I walked to his grave from my house with a new set of roses.

"Happy birthday. I'd hug you, but I'd have to dig you up." I sighed then smiled sadly at the grave.

"I was only here a week ago, but it's your birthday so I guess I might as well talk to you about my feelings. I forgot to tell you about the winter showcase. It was a great experience. I got a standing ovation. You broke my stage fright and the fear of being made fun of. And for that I love you so friggin much. I love you so much, you don't even know. It's hard to explain in words, but someday you'll understand why."

I sighed as tears were forming in my eyes. "My dad still hasn't came back yet." I chuckled softly, "Big whoop, huh? Uh..What other stuff has happened lately? After you passed away, your sister didn't gossip and socialize as much. Your dad broke his leg and sprained his wrist after the accident. Your mom has been crying a lot lately, but she's been really generous. Your family is really nice. I miss you. I mean I really do miss you and I just want you to hug me and tell me it's all gonna turn out okay...please come back to me. Let this be a joke. I need you. My mom thinks I'm all depressed which I am. She wants to take me to some shrink."

I kissed my hand then placed it on the grave. "I love you, Aiden Summers. Don't forget me, alright? I love you till eternity ends."

I placed the flowers down as I cried even more. I walked away, knowing that tonight, I'd see him again.

***

That night, I locked myself in my bathroom, crying and sitting on the floor against the wall. My mom was already asleep so I went to the fridge and grabbed some of her alcohol and brought it to the bathroom.

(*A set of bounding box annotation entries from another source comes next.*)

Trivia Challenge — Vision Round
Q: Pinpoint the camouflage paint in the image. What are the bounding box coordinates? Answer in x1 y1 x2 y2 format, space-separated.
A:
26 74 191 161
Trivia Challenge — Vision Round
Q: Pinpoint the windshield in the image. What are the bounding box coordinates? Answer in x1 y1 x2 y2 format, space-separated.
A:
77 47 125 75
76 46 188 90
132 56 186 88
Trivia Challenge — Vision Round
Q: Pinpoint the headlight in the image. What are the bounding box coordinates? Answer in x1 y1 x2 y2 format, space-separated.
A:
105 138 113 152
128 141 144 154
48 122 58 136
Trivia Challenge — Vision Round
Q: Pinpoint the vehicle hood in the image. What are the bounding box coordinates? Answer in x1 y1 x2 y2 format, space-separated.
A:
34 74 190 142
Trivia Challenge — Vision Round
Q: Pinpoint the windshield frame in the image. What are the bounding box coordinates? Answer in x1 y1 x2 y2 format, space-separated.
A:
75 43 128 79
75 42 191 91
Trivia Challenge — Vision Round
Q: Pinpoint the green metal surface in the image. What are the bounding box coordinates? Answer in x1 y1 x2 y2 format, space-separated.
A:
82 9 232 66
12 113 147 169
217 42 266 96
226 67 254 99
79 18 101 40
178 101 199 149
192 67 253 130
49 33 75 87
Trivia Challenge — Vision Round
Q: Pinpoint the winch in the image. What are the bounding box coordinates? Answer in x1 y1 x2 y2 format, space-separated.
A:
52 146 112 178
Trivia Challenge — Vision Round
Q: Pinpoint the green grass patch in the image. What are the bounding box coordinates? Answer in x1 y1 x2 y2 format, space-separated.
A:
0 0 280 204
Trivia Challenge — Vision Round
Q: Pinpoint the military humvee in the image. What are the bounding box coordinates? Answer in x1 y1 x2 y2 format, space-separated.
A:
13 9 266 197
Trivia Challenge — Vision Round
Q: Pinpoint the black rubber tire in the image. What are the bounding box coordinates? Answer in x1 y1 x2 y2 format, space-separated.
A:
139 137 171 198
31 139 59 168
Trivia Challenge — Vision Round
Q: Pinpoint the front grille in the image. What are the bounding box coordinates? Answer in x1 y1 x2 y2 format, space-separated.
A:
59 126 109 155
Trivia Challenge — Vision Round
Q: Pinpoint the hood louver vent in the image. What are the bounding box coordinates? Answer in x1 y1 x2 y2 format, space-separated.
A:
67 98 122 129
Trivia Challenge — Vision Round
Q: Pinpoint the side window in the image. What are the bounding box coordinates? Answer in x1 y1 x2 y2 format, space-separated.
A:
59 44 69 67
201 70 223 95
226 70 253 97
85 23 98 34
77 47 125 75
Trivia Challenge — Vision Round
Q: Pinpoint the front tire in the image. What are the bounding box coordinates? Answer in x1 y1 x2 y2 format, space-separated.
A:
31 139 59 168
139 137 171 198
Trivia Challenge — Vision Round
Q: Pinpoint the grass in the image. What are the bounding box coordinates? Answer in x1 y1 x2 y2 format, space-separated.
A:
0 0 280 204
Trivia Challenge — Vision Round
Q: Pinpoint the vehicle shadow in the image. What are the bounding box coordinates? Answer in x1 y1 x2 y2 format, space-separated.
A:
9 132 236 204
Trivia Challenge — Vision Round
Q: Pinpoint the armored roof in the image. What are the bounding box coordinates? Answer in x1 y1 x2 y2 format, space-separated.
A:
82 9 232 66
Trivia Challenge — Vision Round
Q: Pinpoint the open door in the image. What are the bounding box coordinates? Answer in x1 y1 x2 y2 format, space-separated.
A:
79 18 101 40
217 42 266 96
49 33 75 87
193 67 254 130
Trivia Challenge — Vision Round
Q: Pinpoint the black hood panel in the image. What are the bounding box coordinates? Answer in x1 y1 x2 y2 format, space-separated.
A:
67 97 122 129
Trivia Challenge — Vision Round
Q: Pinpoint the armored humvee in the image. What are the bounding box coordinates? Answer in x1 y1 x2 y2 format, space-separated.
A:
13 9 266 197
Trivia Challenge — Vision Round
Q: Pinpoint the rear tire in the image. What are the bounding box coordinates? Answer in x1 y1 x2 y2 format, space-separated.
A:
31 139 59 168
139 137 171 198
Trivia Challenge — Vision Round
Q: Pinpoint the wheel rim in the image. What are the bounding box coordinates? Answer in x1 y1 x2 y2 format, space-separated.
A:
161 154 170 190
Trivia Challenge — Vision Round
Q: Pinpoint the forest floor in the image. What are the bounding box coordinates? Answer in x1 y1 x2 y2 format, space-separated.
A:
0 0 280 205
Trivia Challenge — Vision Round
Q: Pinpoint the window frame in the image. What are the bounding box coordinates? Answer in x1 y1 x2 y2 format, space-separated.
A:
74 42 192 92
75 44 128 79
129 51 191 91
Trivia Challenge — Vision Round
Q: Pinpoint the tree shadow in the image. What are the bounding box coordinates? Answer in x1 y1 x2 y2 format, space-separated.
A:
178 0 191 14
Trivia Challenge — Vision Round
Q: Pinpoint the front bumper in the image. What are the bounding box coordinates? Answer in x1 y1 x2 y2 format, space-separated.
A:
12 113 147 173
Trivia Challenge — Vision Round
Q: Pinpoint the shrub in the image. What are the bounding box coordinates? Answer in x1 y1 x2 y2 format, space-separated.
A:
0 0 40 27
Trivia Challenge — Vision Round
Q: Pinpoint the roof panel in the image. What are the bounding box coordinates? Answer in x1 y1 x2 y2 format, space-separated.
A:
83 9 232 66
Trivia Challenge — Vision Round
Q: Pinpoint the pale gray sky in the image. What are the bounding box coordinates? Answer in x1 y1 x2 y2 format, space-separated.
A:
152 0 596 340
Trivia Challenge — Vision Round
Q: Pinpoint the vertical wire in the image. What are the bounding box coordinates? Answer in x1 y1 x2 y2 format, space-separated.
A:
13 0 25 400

I looked in my medicine cabinet and looked at the back where it showed all of the medication info. I found one that said

'Twelve or more pills causes liver failure.'

Liver failure leads to death.

Death leads to heaven or hell.

If I make it to heaven, I'll see Aiden.

If I see Aiden, I'll be happy.

Happy is good.

I took all of the pills out. 'All eighteen'. I then swallowed them along with the alcohol in the fridge. I stared up at the ceiling as I felt the room getting hotter and hotter as my chest hurt and my heart was beating out of its chest. I felt warm tears go down my face.

"Well this is it, world!" I yelled loudly. I heard a knock on the door minutes later and someone calling my name. I think it was my mother, but I wasn't positive.

She somehow got the door open, saw me, then pulled out her phone. Even though the world was spinning, I was probably drunk and I was dying, I saw the look of concern painted on her face.

Even though everything sounded at least 90 miles away, I could distinguish my mother's words into the phone.

"My daughter is dying! She took pills and she's drunk! 4632 Sycareg, Lane. Yes. Thank you."

She hung up, looked at me, then shook my shoulders back and forth. I looked at her while my eyes were almost at a close. She slapped my face, "Stay awake. Help is coming to save you."

I did as she was told, holding on as long as I could. Emily woke up to my mother's cries and the paramedics trying to help me.

"Mommy, what's happening to Char-Char?" She asked, tears streaming down her face.

I noticed my mother grasped her shoulders then looked into her eyes. "Char-Char is very sick and she needs help. Now go back to sleep."

Emily nodded, but walked towards me as the paramedics were about to wheel me away and put me into the ambulance. She kissed my hand and smiled, "Feel better, Char-Char. I love you."